Synthesising and assessing a vast array of writings, episodes, and personalities, this original and accessible account of the development of art-historical thinking will appeal to readers both inside and outside the discipline. The book shows that the pioneering chroniclers of the Italian Renaissance-Lorenzo Ghiberti and Giorgio Vasari-measured every epoch against fixed standards of quality. Only in the Romantic era did art historians discover the virtues of medieval art, anticipating the relativism of the later nineteenth century, when art history learned to admire the art of all societies and to value every work as an index of its times. The major art historians of the modern era, however-Jacob Burckhardt, Aby Warburg, Heinrich Wolfflin, Erwin Panofsky, Meyer Schapiro, and Ernst Gombrich-struggled to adapt their work to the rupture of artistic modernism, leading to the current predicaments of the discipline.

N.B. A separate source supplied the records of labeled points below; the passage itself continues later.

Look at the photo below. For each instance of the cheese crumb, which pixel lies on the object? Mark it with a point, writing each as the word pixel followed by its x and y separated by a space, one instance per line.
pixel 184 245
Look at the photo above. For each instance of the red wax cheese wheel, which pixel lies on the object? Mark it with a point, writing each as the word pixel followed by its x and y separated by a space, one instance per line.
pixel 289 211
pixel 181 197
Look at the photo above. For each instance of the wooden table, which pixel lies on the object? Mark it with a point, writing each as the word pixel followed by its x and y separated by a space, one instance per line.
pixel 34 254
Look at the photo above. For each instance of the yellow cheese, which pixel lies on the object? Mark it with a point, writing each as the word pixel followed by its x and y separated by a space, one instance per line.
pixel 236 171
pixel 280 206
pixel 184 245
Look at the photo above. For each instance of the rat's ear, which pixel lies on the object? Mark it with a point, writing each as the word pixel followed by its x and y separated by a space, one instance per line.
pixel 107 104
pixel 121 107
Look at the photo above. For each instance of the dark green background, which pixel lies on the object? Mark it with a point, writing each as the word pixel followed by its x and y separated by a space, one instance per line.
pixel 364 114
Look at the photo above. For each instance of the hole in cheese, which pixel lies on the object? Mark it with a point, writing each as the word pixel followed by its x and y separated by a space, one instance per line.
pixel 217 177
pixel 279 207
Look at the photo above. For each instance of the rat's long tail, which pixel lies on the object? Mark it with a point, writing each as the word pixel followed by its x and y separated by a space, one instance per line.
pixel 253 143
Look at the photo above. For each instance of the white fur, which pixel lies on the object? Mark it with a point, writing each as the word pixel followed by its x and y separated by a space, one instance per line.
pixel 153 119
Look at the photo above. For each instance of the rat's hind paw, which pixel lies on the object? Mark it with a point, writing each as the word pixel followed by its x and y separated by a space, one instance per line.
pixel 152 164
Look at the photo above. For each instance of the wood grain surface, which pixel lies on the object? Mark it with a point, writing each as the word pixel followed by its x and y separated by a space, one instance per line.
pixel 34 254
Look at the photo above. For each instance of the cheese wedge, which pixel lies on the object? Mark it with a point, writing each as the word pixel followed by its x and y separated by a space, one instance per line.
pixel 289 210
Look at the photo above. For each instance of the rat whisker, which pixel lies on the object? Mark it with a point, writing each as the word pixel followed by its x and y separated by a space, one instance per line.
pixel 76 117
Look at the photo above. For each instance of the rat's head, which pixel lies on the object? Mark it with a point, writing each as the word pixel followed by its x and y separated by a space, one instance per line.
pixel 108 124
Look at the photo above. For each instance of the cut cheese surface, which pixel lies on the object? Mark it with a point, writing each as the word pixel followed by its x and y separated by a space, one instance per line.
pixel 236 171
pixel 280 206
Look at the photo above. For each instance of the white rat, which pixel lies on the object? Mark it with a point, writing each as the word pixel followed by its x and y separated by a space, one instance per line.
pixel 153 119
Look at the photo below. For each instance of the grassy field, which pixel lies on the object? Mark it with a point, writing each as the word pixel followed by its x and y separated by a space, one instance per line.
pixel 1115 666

Combining erudition with clarity, this book makes a landmark contribution to the understanding of art history.
Christopher S. Wood is a professor at New York University. He is the author of Forgery, Replica, Fiction: Temporalities of German Renaissance Art and Albrecht Altdorfer and the Origins of Landscape, the coauthor of Anachronic Renaissance, and the editor of The Vienna School Reader: Politics and Art Historical Method in the 1930s.